I ran back to the hut.

So late! I found the tea-supper all cleared away, and most of the Campites dispersed about their evening avocations.

Only Elizabeth the trusty had kept back for me milk, a huge plateful of bread-and-butter, and cold bacon.

I expected that Elizabeth would sit down near me while I devoured my meal, and would spice it with comments on the reason for my lateness. Here I had reckoned without my hostess. Not only did she not have a word to say about my having walked—or loitered—home with a young man; but she hadn't, apparently, got a word to say to me about anything, though we had hardly seen each other all day!

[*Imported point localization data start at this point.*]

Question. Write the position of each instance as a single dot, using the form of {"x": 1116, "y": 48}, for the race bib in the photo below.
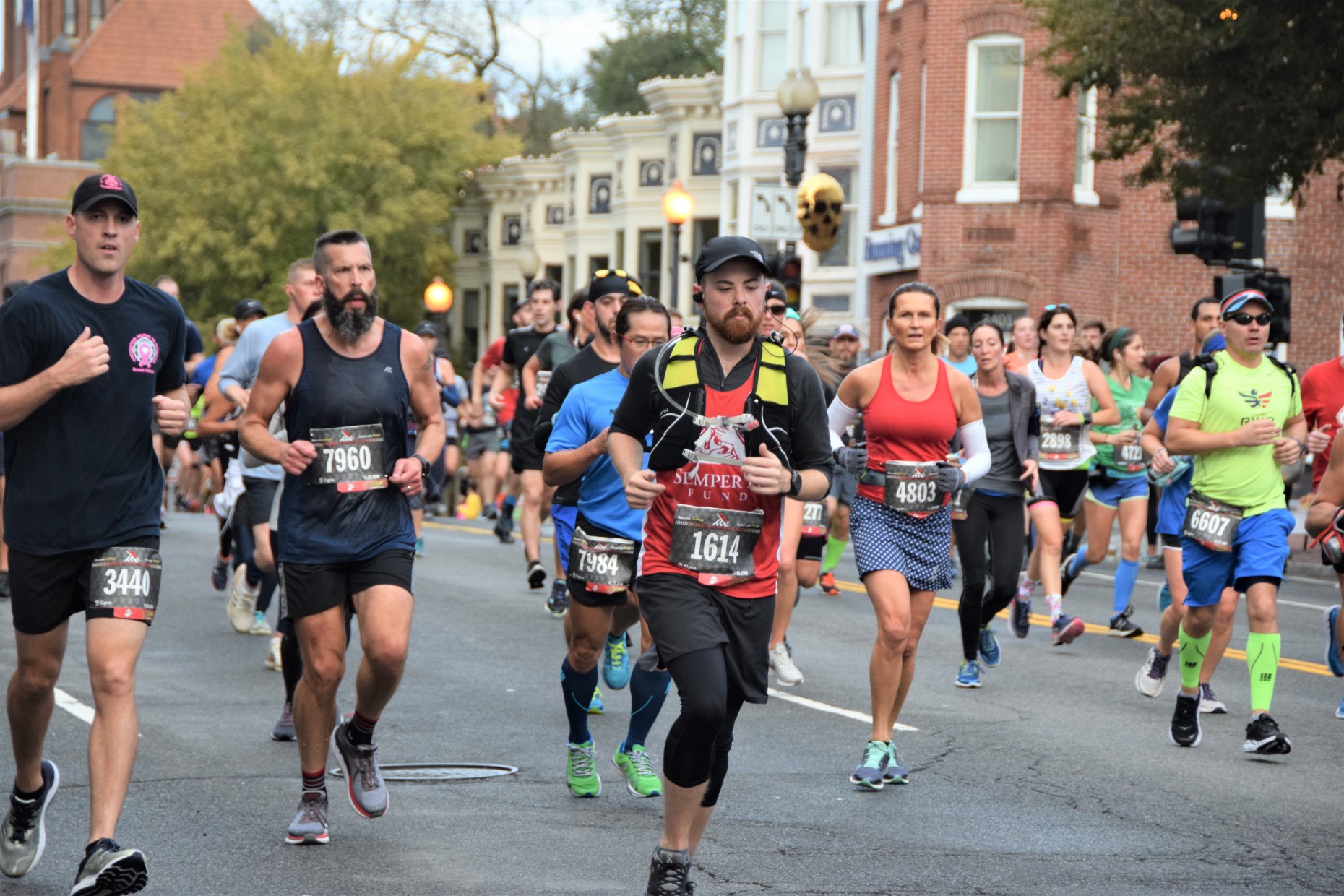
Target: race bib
{"x": 913, "y": 488}
{"x": 350, "y": 457}
{"x": 717, "y": 544}
{"x": 604, "y": 564}
{"x": 816, "y": 519}
{"x": 125, "y": 581}
{"x": 1211, "y": 523}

In an abstracted way she glanced at the food disappearing from before me, murmuring absently:

"Mustard? Or don't you take it?" Then, looking at the clock said: "Slow, I'm sure." And then, with a curious look on her small face, she left me and strayed forth into the gloaming outside the hut.

I finished my meal, cleared it away, and went out to find her. No sign of Elizabeth in the field that led down to the bathing-pool. I crossed the tiny bridge over the stream, and wandered into the next field.

Here, through the branches of some hazels growing beside a stone fence, I caught sight of the gleam of a light overall. I went up to it. I found Elizabeth in a nook where it was almost dark under the branches.

"Hullo!" I greeted her. "So this is where you've hidden yourself away, is it?"

Elizabeth, turning, gave a violent start. "Hullo," she said, in what I can only describe as a most unwelcoming tone. To me, her inseparable chum!